The STAAR study enrolls Fabry patients who are on ERT, those who are ERT-naïve, as well as individuals who stopped ERT for at least six months or more.

Of the four patients, ages 22 to 48, in the first dosing group, one has stopped using ERT and another is planning to stop if their alpha-GalA activity remains stable.

In addition, one patient who had high blood levels of lyso-Gb3 before treatment showed a significant drop of about 40% in these levels within 10 weeks of ST-920 infusion (about two months), which was sustained over 32 weeks (about seven months). Steady lyso-Gb3 was also maintained in those with low levels before treatment.

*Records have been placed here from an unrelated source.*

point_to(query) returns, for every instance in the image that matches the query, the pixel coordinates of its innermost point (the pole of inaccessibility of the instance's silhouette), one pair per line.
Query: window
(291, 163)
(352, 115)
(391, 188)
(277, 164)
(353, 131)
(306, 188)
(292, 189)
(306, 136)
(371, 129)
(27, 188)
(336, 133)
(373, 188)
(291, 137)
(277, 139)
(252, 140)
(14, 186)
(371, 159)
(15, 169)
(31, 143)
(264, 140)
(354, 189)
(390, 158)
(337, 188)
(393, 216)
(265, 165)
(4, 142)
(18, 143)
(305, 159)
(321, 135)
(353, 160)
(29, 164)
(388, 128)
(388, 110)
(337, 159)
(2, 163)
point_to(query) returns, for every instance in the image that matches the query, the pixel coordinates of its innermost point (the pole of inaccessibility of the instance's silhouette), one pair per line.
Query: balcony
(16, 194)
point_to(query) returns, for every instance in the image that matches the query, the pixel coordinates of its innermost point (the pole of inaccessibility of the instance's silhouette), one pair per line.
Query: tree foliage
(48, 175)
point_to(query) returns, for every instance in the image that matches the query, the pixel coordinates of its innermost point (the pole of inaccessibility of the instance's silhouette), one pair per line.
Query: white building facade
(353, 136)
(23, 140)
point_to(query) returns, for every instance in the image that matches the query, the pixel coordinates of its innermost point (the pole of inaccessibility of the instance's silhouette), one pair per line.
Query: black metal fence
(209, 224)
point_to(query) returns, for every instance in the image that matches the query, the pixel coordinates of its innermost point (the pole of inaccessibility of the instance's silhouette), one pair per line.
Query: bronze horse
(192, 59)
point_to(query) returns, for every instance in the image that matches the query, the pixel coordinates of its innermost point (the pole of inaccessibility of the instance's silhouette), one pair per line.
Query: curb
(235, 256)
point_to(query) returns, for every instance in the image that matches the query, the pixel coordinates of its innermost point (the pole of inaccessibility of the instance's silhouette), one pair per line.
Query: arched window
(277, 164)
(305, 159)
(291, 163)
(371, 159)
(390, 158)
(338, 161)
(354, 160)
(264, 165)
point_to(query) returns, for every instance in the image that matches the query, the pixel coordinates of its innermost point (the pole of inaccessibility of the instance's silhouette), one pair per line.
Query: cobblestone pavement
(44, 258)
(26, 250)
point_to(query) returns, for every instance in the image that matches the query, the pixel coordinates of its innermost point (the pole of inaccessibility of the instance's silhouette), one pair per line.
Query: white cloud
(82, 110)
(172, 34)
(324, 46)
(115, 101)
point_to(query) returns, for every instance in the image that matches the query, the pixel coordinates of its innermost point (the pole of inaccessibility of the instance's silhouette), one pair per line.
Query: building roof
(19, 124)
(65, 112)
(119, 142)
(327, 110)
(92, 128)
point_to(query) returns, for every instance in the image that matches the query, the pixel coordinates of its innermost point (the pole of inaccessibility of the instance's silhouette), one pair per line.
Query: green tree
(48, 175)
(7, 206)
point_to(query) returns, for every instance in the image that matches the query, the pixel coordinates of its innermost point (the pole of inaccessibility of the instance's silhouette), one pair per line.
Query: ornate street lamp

The treatment was generally well tolerated among the four patients. All treatment-related adverse events reported were mild with no serious events. No one had elevated liver enzymes, a sign of liver damage, that required steroid treatment.

Recently, a fifth patient was the first to be infused at a higher dose of 30 trillion vg/kg, and a sixth person is currently undergoing screening for this third dose group.

All patients will be followed for one year post-infusion to determine the therapy’s safety, and the trial is due to conclude in February 2024.

According to Sangamo, data from STAAR will be updated throughout 2022 and findings presented at a medical meeting.

ST-920 has been granted orphan drug designation in the U.S. and orphan medicinal product designation in Europe, which provides regulatory support and financial benefits to develop and potentially market the therapy. These designations are granted to treatments for life-threatening or rare chronic diseases.